A daily bulletin of news & opinion

30 November 2011

We had the previously teen-pop, Mmm-Bopping Tulsa nice guys Hanson playing a Midori House session for us yesterday and so of course the trio of handsome, harmonising brothers from Oklahoma immediately reminded me of Dominique Strauss-Kahn (DSK).

I know that there’s more than a cigarette paper of difference between the fresh-faced musicians and the former head of the IMF and expected front-runner in the French presidential election, whose fall from grace centred around lurid allegations of sex with, amongst others a hotel chambermaid from Guinea, but there’s not a chasm between them when it comes to one thing: reputation management.

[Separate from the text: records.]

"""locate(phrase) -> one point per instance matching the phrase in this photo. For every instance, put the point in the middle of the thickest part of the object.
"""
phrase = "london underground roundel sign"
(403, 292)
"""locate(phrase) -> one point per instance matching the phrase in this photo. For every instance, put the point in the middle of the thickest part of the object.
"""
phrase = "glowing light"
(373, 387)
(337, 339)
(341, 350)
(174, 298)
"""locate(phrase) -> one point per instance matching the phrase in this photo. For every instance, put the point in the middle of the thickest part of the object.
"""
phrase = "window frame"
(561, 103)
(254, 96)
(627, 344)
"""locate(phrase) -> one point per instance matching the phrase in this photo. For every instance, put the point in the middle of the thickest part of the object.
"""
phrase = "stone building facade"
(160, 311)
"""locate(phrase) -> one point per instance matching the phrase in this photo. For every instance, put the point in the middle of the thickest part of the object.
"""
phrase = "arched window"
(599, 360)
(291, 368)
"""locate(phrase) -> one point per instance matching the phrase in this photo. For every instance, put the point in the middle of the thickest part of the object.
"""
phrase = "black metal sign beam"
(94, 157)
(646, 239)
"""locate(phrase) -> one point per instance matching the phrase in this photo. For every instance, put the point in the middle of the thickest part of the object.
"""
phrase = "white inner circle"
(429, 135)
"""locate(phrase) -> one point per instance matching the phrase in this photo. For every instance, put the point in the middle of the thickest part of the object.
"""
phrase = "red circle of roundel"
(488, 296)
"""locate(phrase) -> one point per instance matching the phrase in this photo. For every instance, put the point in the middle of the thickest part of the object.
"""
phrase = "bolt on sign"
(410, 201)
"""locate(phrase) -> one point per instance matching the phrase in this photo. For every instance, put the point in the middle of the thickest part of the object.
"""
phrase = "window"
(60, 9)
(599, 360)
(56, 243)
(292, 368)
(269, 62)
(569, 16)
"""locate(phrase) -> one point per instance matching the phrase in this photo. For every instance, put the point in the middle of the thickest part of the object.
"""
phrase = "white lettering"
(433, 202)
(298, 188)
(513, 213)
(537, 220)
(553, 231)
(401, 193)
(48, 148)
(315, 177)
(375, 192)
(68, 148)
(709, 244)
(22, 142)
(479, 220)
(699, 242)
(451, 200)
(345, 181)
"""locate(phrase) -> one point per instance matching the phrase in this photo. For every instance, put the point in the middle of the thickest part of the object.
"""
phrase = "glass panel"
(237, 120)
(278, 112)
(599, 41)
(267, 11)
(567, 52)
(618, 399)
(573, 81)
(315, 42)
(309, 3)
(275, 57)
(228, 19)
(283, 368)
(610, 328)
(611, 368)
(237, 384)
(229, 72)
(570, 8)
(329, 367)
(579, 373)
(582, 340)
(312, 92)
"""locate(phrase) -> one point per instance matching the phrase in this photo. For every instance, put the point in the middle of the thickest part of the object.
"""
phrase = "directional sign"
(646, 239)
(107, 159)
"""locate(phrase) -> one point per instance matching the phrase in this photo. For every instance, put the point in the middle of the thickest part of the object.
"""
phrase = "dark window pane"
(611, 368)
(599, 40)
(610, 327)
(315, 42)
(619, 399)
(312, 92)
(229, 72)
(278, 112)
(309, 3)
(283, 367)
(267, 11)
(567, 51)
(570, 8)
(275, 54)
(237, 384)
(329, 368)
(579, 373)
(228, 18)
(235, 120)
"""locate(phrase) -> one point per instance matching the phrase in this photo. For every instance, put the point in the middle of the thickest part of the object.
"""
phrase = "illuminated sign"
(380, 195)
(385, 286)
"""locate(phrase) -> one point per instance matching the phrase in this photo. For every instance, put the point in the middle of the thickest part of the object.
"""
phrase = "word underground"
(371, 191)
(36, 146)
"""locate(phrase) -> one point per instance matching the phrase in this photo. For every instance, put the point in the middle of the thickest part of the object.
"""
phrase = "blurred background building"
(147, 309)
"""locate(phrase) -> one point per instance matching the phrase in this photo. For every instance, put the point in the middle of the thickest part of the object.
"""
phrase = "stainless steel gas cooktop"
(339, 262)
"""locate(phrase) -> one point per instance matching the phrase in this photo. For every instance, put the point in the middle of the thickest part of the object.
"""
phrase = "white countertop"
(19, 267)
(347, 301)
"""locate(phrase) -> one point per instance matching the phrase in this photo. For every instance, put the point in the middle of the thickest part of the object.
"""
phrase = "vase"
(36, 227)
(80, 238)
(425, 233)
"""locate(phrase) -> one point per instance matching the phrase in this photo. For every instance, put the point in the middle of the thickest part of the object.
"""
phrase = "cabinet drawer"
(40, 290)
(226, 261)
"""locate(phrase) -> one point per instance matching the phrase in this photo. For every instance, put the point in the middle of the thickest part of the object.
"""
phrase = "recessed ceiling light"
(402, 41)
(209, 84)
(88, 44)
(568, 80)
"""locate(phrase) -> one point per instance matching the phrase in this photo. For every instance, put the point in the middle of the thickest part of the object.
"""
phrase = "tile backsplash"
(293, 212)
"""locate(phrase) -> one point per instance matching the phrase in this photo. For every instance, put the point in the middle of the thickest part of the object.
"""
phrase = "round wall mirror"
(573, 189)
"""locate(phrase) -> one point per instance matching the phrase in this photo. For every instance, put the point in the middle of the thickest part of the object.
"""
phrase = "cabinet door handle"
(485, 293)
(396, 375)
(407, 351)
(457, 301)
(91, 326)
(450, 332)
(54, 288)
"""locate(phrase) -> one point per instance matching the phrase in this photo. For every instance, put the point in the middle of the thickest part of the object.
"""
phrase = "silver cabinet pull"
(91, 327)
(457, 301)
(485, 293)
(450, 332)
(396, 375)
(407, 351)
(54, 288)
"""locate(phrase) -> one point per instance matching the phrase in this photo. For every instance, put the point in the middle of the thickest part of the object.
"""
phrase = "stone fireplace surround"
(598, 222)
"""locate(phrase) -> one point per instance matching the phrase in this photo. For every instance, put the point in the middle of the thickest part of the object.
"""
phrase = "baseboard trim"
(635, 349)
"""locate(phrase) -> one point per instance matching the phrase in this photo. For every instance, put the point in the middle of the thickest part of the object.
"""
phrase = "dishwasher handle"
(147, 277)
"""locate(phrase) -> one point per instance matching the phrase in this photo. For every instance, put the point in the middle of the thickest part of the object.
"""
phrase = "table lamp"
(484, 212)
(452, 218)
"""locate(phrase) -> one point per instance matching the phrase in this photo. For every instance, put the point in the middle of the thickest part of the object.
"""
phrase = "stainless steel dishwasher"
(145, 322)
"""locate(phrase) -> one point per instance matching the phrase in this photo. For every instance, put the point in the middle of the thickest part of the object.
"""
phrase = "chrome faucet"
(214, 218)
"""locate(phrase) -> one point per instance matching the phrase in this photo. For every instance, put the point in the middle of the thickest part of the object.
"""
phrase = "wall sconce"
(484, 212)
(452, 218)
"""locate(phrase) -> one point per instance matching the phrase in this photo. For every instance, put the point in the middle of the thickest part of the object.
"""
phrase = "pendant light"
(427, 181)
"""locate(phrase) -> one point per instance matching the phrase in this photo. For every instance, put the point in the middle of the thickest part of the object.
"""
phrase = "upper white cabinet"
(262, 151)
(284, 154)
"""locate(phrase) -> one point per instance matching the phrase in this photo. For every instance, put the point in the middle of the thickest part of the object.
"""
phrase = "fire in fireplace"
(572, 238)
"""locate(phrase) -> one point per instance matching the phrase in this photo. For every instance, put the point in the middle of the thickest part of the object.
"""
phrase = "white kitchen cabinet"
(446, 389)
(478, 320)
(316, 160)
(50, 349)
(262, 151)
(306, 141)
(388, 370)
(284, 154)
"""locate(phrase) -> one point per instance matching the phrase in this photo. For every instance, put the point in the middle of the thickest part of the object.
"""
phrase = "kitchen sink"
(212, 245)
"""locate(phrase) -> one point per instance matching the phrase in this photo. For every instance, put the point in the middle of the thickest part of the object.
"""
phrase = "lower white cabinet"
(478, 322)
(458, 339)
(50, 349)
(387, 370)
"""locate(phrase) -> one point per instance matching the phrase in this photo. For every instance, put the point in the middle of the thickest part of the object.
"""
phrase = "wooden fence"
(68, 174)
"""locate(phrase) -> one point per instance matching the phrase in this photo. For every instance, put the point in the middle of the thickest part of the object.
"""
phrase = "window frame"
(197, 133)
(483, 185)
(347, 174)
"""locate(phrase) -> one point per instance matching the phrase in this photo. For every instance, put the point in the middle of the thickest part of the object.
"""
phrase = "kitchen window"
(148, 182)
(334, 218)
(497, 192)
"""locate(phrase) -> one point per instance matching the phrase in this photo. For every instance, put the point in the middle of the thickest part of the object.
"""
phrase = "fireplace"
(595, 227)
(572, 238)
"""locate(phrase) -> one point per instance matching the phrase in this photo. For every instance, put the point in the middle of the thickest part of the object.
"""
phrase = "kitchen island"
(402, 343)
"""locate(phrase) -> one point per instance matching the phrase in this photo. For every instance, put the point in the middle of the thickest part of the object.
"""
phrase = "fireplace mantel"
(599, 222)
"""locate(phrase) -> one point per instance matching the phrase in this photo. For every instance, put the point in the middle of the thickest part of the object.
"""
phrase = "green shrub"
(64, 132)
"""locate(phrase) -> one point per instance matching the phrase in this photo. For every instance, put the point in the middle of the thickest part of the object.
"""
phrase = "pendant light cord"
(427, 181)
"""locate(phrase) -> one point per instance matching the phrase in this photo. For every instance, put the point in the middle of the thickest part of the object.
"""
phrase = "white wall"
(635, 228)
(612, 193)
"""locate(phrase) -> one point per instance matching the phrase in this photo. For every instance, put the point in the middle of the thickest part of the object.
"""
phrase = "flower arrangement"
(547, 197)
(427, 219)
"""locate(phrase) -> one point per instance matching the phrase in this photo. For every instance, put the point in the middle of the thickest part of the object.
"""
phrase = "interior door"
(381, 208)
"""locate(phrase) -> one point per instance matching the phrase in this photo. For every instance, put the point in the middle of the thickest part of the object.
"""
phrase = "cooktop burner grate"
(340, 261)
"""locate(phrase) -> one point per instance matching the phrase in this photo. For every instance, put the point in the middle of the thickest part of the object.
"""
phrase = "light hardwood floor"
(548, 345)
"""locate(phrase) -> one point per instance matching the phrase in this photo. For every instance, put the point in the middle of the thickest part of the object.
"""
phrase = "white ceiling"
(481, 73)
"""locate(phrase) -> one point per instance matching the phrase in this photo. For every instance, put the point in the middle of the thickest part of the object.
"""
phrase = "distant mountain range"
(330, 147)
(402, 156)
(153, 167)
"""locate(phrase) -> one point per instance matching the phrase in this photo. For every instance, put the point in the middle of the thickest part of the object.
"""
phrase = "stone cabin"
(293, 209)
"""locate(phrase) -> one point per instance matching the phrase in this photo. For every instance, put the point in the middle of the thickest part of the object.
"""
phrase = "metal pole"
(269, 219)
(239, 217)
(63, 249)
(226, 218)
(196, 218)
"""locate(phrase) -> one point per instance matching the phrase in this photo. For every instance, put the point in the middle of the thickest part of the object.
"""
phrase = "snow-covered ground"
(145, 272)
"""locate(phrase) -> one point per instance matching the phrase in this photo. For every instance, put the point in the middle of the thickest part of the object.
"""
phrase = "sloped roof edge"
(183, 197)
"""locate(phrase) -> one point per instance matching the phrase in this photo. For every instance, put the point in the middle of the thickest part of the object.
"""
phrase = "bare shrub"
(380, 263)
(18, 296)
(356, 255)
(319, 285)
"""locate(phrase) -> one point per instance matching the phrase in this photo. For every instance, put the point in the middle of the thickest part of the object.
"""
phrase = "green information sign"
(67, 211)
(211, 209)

Having been famous or notorious for one thing, good or bad, but always a marker, how do you change your tune, change how you’re perceived, branch out into new territory and act the anti-leopard and change your spots?

If you’re a boy band who grew up singing catchy songs together, the best thing to do to surprise people is to turn out as still good, still charming, still easy on the eye and the ear rather than becoming Macauley Culkin say, or Lindsay Lohan, or Britney.

Although DSK might metaphorically almost have been said to have been upskirted by a paparazzo as he exited a limo, knickerless, his reputation is cleansed daily as the French media reports with greater enthusiasm and urgency on the conspiracy surrounding his alleged victim’s unreliability, a missing BlackBerry, the speed of messages of the arrest relayed to Strauss-Kahn’s great rival, the incumbent French President Nicolas Sarkozy and mysterious men seen doing a victory dance in the New York Sofitel in which the embattled former IMF chief was staying. On French Google, the first word that comes up when you type in DSK is not rape, but conspiracy. And if search engines are windows on the fickle finger of fate and the interest it engenders, if not quite the soul, then that tells you a lot about the changing reputation of this French economist – he changes from an Icarus to a Phoenix.

Of course, reputation management is a subtle business, rewarded handsomely – but the act of doing the unexpected does wonders – Scorsese’s new children’s film, Kate Bush making two records in a year, the late, great British film-maker Ken Russell going to heaven – possibly – and publicity-seeking, puppet-hugging celebrities appearing on Sesame Street to act out the word of the day. Beyoncé pretended she was “frustrated”. Imagine. Imagine. And that was on kid’s TV.

Strauss-Kahn should keep on getting photographed going out for dinner with his wife and let the headlines evolve around him. Failing that he could get together with his Socialist buddies for a cover of Mmm-Bop or explain the phrase “entrapment” to Elmo.